Each commemoration reminds us that while remembrance the very foundation and therefore, essential to our campaign, mobilizing to create and reinforce systems to prevent enforced disappearance, it is necessary to guarantee that it will no longer be repeated.
“Forgetting is rejecting our own identity; forgetting is to renounce the meaning our life has; forgetting is to make our beloved ones disappear again,” Maria Adela concluded.
In this context, we recognize the efforts of local, regional and global civil society organizations in the campaign to engage legal systems within states to enact pieces of legislation that will acknowledge enforced disappearances as a heinous crime and impose sanctions on the perpetrators. We also acknowledge the expressions of solidarity and support we received from States for the signing and ratification of the International Convention for the Protection of All Persons from Enforced Disappearance.
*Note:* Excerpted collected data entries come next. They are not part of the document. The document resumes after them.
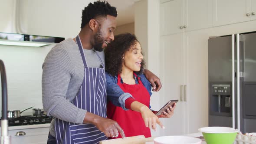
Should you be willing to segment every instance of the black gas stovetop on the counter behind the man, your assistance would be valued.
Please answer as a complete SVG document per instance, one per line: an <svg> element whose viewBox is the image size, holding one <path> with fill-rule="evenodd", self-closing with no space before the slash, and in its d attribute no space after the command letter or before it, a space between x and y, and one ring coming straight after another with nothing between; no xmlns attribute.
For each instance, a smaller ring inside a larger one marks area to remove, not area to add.
<svg viewBox="0 0 256 144"><path fill-rule="evenodd" d="M8 126L32 125L32 124L47 124L51 123L53 117L46 115L33 116L25 115L19 118L8 118Z"/></svg>

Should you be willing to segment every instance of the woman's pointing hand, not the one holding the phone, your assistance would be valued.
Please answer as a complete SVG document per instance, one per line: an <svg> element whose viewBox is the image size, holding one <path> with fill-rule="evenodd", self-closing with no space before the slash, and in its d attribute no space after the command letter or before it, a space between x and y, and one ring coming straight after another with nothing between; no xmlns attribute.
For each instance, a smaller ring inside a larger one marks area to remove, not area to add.
<svg viewBox="0 0 256 144"><path fill-rule="evenodd" d="M140 112L146 127L156 131L156 124L159 124L161 128L164 129L164 126L161 121L159 121L158 116L156 116L147 106L141 107Z"/></svg>

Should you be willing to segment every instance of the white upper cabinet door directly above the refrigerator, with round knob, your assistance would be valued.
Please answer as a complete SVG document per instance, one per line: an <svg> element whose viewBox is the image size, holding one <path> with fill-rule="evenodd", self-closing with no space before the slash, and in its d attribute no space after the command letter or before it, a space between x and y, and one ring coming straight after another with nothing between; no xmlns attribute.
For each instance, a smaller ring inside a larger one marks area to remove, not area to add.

Already, since the establishment of its monitoring body of this treaty, the UN Committee on Enforced Disappearances, the body already received more than 1,400 urgent action cases. This urgent action procedure is a part of its competence that is intended to save lives. While celebrating these victories, we must, however, acknowledge the fact that much remains to be done in achieving universal ratification and implementation. To date, we only have 64 states parties and 94 signatories, figures that are far from universal ratification much-needed in this phenomenon of global magnitude.
As the world rapidly responds to the pandemic, we, the survivors, families and advocates against enforced disappearance will continue to persist to ensure that cases will be treated with utmost urgency. We are vigilant of the need for the issue not be sidelined, and for the search for truth, accountability and justice never to be forgotten. We take this opportunity to urge States to implement the Key Guidelines on COVID-19 and Enforced Disappearances jointly approved by the UN Working Group on Enforced or Involuntary Disappearances and the UN Committee on Enforced Disappearance.
Mandated to campaign for the universal ratification and implementation of the International Convention on Enforced Disappearances, the ICAED calls all states not yet parties to the Convention to ratify it without delay. It further calls on signatory states that have not yet ratified the treaty to expedite the process of ratification. Moreover, it calls on states parties that have not yet recognized the competence of the UN Committee on Enforced Disappearances to do it without further delay.
In conclusion, we borrow the words of Edita Burgos, mother of disappeared activist in the Philippines, Jonas Burgos: “ We will keep the memory of our disappeared alive forever. Forgetting them is allowing the perpetrators to achieve their goal in erasing our loved ones from this earth. By continuing their advocacy, we relive their memory. The disappeared shall live forever.”